The first step in setting up the environment for our big data use case is to establish a Kafka node. Kafka is essentially a first in, first-out (FIFO) queue, so we will use the simplest single node (broker) setup. Kafka organizes data using topics, producers, consumers, and brokers.
Important Kafka terminology:
- A broker is essentially a node
- A producer is a process writing data to the message queue
- A consumer is a process reading data from the message queue
- A topic is the specific queue that we write to and read data from
A Kafka topic is further subdivided into a number of partitions. We can split data from a particular topic into multiple brokers (nodes) both when we write to the topic and also when we read our data at the other end of the queue.
After installing Kafka on our local machine or any cloud provider of our choice (there are excellent tutorials for EC2 to be found just a search away) we can create a topic using this single command:
$ kafka-topics --create --zookeeper localhost:2181 --replication-factor 1 --partitions 1 --topic xmr-btc
Created topic "xmr-btc".
This will create a new topic called xmr-btc.

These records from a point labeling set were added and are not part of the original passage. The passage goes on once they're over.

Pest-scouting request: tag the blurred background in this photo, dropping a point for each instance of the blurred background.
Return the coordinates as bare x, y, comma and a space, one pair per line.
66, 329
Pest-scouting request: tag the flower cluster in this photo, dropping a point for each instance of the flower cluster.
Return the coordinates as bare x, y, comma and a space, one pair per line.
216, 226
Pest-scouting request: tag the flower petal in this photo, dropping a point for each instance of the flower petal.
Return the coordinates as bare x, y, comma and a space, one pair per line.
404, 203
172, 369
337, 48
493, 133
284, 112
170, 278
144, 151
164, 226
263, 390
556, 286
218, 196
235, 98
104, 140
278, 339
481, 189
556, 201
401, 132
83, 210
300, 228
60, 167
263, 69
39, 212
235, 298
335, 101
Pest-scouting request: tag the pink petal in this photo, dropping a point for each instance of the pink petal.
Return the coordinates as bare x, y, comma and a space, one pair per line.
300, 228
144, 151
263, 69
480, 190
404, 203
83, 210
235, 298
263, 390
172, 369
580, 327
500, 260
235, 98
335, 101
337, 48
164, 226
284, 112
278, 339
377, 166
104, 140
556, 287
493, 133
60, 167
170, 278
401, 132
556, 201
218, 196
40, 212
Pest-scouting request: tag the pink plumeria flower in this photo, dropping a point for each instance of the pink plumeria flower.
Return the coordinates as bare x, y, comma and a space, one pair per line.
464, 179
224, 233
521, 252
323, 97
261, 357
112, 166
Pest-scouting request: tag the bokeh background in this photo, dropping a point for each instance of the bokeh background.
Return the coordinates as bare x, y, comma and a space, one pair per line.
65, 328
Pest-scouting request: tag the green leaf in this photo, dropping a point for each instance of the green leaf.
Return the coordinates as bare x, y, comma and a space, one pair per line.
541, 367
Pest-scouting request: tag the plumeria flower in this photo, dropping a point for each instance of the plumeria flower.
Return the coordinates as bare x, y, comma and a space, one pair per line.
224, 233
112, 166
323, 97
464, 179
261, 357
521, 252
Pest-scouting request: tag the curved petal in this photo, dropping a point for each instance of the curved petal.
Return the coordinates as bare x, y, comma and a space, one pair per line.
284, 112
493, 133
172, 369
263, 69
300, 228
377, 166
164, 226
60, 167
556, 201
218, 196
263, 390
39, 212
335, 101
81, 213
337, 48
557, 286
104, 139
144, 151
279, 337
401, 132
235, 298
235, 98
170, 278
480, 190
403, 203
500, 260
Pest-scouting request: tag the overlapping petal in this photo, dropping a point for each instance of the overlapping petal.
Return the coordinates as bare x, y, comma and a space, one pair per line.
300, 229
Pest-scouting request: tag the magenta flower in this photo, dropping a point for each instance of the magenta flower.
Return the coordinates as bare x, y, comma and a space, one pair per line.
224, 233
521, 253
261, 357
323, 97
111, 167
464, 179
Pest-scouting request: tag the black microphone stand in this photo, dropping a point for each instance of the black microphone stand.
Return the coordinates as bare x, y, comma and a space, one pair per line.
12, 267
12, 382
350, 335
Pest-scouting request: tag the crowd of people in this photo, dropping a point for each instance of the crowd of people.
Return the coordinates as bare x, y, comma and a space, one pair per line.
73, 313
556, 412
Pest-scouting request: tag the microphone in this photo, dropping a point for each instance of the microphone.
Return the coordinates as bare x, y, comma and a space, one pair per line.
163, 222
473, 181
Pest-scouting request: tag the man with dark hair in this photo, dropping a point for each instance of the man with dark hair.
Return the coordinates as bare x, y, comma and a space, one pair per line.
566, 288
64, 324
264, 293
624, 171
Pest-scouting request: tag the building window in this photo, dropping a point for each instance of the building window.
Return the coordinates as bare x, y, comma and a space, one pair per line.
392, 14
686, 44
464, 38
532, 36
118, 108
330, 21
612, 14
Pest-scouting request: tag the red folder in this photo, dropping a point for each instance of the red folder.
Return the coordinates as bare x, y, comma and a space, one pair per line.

$ kafka-topics --delete --zookeeper localhost:2181 --topic xmr-btc
We can then get a list of all topics by issuing the following:
$ kafka-topics --list --zookeeper localhost:2181
xmr-btc
We can then create a command-line producer for our topic, just to test that we can send messages to the queue, like this:
$ kafka-console-producer --broker-list localhost:9092 --topic xmr-btc
Data on every line will be sent as a string encoded message to our topic and we can end the process by sending a SIGINT signal (typically Ctrl + C).
Afterwards, we can view the messages that are waiting in our queue by spinning up a consumer:
$ kafka-console-consumer --zookeeper localhost:2181 --topic xmr-btc --from-beginning
This consumer will read all messages in our xmr-btc topic, starting from the beginning of history. This is useful for our test purposes, but we will change this configuration in real-world applications.
Now have our broker set up, we can use the code at https://github.com/agiamas/mastering-mongodb/tree/master/chapter_9 to start reading (consuming) and writing (producing) messages to the queue. For our purposes, we are using the ruby-kafka gem, developed by Zendesk.
For simplicity, we are using a single class to read from a file stored on disk and write to our Kafka queue.
Our produce method will be used to write messages to Kafka:
def produce
options = { converters: :numeric, headers: true }
CSV.foreach('xmr_btc.csv', options) do |row|
json_line = JSON.generate(row.to_hash)
@kafka.deliver_message(json_line, topic: 'xmr-btc')
end
end
Our consume method will read messages from Kafka:
def consume
consumer = @kafka.consumer(group_id: 'xmr-consumers')
consumer.subscribe('xmr-btc', start_from_beginning: true)
trap('TERM') { consumer.stop }
consumer.each_message(automatically_mark_as_processed: false) do |message|
puts message.value
if valid_json?(message.value)
byebug
MongoExchangeClient.new.insert(message.value)
consumer.mark_message_as_processed(message)
end
end
consumer.stop
end
The next step is to write these messages to MongoDB.
First, we create our collection so that our documents expire after 1 minute. From the mongo shell:
> use exchange_data
> db.xmr_btc.createIndex( { "createdAt": 1 }, { expireAfterSeconds: 60 })
{
"createdCollectionAutomatically" : true,
"numIndexesBefore" : 1,
"numIndexesAfter" : 2,
"ok" : 1
}
This way we create a new database called exchange_data with a new collection called xmr_btc that has auto expiration after 60 seconds. For MongoDB to auto-expire documents, we need to provide a field with a datetime value to compare its value against the current server time. In our case this is the createdAt field.
For our use case, we will use the low-level mongo-ruby-driver. The code for MongoExchangeClient is as follows:
class MongoExchangeClient
def initialize
@collection = Mongo::Client.new([ '127.0.0.1:27017' ], database: :exchange_data).database[:xmr_btc]
end
def insert(document)
document = JSON.parse(document)
document['createdAt'] = Time.now
@collection.insert_one(document)
end
end
This client connects to our local database, sets the createdAt field for the TTL document expiration, and saves the message to our collection.
With this setup, we can write messages to Kafka, read them at the other end of the queue, and write them into our MongoDB collection.